Although early laws in the West were rigid in dealing with such cases, more recent developments have gradually expanded the boundaries and defined the conditions under which hastened death can occur. In the United States, this process began with theQuinlan Case (1976), which upheld the right to terminate life-sustaining interventions. Subsequent Supreme Court cases such as Cruzan (1990), Glucksberg (1997), and Quill (1997) have further established parameters of interventions to hasten death.

Indian courts have responded differently, and they have put the sanctity of life on a higher pedestal. In Gian Kaur case (1996), a five-judge constitutional bench held that the "right to life" is inherently inconsistent with the "right to die." In  Samira Kohli case (2008), the Supreme Court has laid down certain pathbreaking guidelines to be followed to obtain the patient's consent, which should be real and valid.
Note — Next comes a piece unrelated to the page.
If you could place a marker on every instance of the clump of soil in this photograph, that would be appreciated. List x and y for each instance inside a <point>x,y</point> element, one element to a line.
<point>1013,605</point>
This may include information regarding the nature of treatment, alternatives if any, risks associated with a particular treatment, etc.

These guidelines are, by all means, well-founded because they indeed enable an individual to harmoniously exercise his Right to Life as guaranteed in Article 21. The latest one being Aruna Ramchandra Shanbaug case (2011), wherein the apex court held it illegal to allow active mercy killing but allowed passive euthanasia (with guidelines). This judgement brought the rights of the patients to the forefront.

To die peacefully, without suffering, is a right under Article 21. But the liberty associated with ending one's life is riddled with so many complicated questions, given the cultural, religious and legal systems in India. On the other hand, the liberty of a person is also equally important in relation to his choice to die when faced with a condition of unending suffering. The constitution bench hearing the matter needs to evolve some objective standards so that laws can be applied justly without compromising the constitutional values attached to the very fundamental right to life.

Any devious idea to end somebody's life because he/she is terminally ill should be strongly shunned. The need of the hour is to strike a fine balance between right to life and the liberty to die. The founding fathers of the Constitution recognised and established primacy of liberty over the very fundamental right to life. As Patrick Henry said, "Give me liberty or give me death."